It’s strange to see that in the same week Apple has rejected an app from its App Store for containing the word “iPhone” (it was a book about the iPhone, for the curious) and approved an app for the iPhone and iPod Touch that allows users to engage in the entire dubious cracking of Eircom networks. It’s worth pointing out at this point that this has only been made possible because of the manner in which Eircom routers’ default security settings work.

Essentially, the SSID on older Eircom routers contains an eight digit number, mine is “Eircom 3333 4763,” the problem is that that unique identifier is also used to generate the WEP key that secures those routers. All this means is that there’s long been applications and web pages around that will allow you to plug in an Eircom SSID and get a list of possible WEP keys.

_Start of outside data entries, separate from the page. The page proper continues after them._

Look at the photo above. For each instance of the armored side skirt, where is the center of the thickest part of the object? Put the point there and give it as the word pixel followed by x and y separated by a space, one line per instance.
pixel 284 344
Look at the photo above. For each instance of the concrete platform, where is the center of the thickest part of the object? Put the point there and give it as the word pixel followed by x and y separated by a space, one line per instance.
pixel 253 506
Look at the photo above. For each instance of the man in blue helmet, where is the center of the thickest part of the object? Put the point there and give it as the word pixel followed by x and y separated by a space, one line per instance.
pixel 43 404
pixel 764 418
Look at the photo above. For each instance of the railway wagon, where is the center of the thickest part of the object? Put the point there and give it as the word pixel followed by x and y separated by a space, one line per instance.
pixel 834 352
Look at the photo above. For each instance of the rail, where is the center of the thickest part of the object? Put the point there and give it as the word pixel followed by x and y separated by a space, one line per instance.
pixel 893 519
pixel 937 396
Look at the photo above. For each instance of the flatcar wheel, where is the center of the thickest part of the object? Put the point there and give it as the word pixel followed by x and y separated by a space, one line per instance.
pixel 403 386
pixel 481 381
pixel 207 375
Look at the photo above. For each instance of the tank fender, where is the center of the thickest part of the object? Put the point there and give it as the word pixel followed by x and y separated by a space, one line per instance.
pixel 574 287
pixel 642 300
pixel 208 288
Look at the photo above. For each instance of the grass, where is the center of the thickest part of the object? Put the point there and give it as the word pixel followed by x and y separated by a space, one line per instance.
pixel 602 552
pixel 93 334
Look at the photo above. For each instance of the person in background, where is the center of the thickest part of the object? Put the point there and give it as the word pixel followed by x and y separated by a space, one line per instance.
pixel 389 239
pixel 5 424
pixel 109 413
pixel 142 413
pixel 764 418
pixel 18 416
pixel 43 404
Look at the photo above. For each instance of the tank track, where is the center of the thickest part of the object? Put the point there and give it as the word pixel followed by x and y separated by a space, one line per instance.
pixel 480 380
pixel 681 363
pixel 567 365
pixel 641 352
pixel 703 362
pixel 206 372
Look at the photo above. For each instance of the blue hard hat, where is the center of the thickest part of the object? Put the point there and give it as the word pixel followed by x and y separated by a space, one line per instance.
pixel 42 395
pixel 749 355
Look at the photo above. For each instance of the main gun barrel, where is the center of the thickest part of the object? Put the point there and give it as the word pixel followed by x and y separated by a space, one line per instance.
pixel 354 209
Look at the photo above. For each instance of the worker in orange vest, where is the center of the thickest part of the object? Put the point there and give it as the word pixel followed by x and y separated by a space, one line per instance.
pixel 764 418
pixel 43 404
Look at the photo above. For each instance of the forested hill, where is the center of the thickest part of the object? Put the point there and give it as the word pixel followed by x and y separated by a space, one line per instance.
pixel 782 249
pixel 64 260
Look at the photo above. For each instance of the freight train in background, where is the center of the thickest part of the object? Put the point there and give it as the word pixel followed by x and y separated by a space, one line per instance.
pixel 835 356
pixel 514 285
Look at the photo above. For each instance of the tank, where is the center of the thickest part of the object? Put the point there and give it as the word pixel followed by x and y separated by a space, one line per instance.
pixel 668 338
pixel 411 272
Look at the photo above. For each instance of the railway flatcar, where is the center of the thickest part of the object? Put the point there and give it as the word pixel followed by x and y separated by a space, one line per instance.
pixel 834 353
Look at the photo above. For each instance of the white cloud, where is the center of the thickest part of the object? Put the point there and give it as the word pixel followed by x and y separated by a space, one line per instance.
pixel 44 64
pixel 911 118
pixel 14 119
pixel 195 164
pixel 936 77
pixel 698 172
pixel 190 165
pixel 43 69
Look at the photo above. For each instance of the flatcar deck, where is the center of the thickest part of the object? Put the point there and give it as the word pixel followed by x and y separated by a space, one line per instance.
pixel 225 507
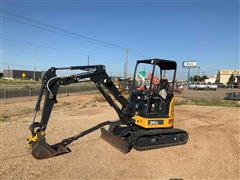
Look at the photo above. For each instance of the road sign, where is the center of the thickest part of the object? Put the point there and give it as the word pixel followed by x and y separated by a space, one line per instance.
pixel 23 75
pixel 189 64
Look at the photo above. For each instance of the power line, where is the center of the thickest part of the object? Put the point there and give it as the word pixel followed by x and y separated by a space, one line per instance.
pixel 56 49
pixel 50 28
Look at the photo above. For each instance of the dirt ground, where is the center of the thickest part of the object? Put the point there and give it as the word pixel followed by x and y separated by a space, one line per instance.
pixel 211 153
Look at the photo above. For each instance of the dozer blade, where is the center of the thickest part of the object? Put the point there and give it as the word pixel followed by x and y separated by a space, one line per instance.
pixel 122 144
pixel 40 149
pixel 153 139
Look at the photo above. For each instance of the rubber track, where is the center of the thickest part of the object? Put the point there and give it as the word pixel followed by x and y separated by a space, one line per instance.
pixel 151 132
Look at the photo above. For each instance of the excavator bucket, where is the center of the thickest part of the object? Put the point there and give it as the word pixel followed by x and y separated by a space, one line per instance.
pixel 40 149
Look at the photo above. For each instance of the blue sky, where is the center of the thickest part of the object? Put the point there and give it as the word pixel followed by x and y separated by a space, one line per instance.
pixel 205 31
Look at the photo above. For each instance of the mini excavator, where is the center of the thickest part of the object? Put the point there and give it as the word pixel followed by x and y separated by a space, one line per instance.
pixel 146 118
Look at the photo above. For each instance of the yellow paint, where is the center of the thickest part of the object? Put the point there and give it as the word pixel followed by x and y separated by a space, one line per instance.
pixel 23 75
pixel 143 122
pixel 171 108
pixel 167 122
pixel 33 138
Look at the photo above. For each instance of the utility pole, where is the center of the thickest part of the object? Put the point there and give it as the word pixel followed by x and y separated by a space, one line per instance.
pixel 88 59
pixel 126 65
pixel 34 64
pixel 188 74
pixel 8 72
pixel 198 73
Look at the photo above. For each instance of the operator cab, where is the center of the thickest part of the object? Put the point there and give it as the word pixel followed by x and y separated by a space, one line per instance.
pixel 152 94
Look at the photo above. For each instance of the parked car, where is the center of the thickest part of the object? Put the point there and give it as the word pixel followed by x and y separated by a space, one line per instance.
pixel 197 86
pixel 210 86
pixel 202 86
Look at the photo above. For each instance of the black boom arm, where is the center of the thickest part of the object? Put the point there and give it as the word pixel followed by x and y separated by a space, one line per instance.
pixel 95 73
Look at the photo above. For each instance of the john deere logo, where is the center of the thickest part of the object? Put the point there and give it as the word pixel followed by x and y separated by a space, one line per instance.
pixel 24 75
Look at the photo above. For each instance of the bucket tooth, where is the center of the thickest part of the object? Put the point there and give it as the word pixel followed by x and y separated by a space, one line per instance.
pixel 40 149
pixel 122 144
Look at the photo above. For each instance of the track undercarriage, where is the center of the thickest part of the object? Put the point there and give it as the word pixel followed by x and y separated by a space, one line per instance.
pixel 141 139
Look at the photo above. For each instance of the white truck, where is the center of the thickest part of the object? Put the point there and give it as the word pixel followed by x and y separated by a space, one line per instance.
pixel 202 86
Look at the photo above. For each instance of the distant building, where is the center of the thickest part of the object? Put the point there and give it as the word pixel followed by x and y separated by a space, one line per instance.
pixel 211 79
pixel 22 74
pixel 224 75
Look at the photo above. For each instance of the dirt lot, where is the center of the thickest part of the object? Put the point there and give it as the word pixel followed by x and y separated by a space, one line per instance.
pixel 211 153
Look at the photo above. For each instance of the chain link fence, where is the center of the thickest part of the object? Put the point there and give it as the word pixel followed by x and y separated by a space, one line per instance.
pixel 11 93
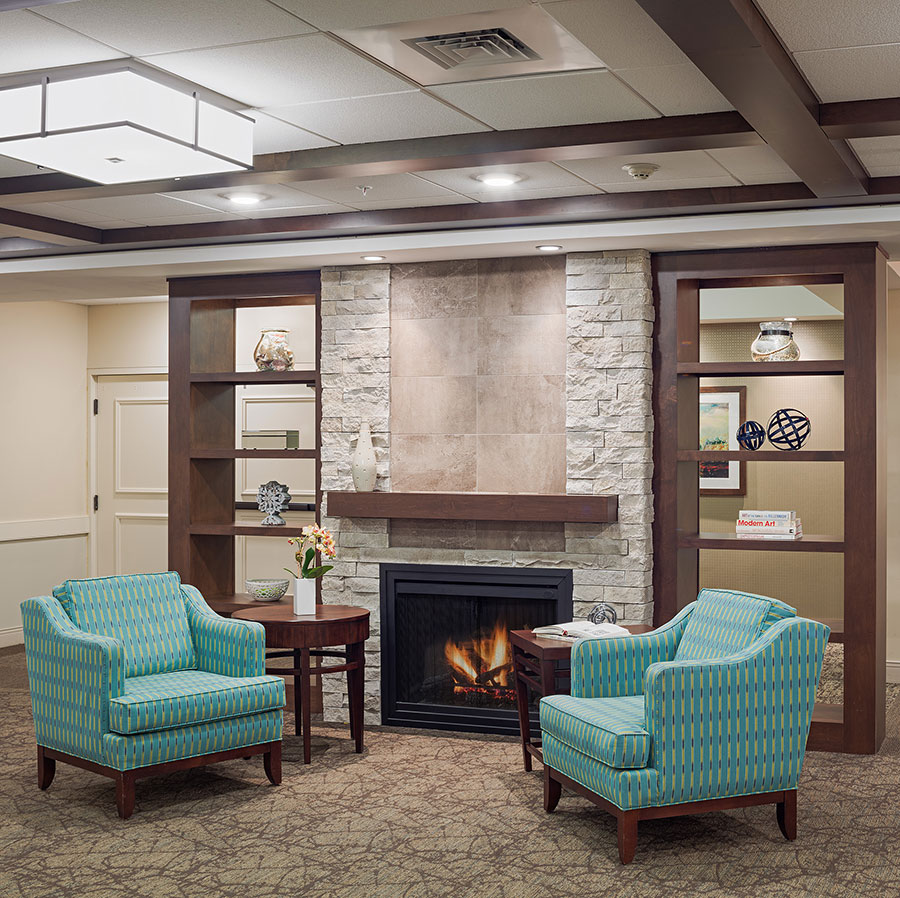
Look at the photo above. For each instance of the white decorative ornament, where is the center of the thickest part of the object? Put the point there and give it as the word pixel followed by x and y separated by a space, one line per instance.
pixel 363 467
pixel 304 595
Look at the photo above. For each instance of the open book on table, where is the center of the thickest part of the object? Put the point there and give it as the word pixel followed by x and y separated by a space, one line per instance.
pixel 580 629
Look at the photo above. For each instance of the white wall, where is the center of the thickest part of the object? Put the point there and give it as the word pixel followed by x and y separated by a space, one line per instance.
pixel 43 452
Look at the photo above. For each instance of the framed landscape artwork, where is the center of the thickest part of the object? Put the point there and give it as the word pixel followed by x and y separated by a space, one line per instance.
pixel 722 411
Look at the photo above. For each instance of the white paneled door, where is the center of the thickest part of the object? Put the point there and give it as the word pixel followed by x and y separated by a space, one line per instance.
pixel 132 474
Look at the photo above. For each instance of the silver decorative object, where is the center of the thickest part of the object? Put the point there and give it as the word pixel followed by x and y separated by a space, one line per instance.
pixel 273 497
pixel 775 343
pixel 603 613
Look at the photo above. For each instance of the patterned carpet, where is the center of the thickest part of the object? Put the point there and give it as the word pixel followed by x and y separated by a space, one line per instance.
pixel 421 815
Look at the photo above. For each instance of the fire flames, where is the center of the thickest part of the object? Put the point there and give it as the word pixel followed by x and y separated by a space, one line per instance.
pixel 482 665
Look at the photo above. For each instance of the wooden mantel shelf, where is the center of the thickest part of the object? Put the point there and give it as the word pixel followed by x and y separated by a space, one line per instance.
pixel 475 506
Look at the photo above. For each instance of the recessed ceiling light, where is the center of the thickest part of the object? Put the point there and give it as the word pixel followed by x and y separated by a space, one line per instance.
pixel 244 198
pixel 498 179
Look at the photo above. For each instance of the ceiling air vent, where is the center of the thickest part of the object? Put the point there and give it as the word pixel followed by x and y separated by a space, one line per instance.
pixel 487 46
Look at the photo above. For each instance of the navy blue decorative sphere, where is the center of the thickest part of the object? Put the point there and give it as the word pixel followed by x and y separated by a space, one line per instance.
pixel 788 428
pixel 751 435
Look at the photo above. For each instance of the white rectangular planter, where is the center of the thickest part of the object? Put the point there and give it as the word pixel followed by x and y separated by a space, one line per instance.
pixel 304 596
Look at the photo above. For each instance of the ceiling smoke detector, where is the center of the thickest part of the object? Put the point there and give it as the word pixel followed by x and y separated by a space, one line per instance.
pixel 640 171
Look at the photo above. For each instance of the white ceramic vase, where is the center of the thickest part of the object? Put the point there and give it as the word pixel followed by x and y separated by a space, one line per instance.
pixel 304 596
pixel 363 468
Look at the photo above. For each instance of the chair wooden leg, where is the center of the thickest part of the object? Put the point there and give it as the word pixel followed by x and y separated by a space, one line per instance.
pixel 627 835
pixel 125 794
pixel 272 764
pixel 552 791
pixel 786 812
pixel 46 769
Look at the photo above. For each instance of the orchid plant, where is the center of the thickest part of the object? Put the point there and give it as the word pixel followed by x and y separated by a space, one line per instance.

Essentially, that’s all the iPhone/iPod Touch app does (and we imagine iPod Touch users will get a lot more use out of it). Perhaps the most interesting facet of the whole story is that the Irish Times managed to get in touch with the author of the app itself, David Heffernan, who fairly openly admitted that he was surprised that Apple had approved it for sale on the app store without any fuss.

For the curious, while we can’t advise you to use it for any illicit purposes, the app itself is called, quite simply, Dessid, and you can pick up a copy on the App Store for €1.59. It’s more interesting to play with than it is useful, given the fact that Eircom has since started shipping routers with WPA passwords that seem not to be connected to the SSID, but it’s still a bit of fun.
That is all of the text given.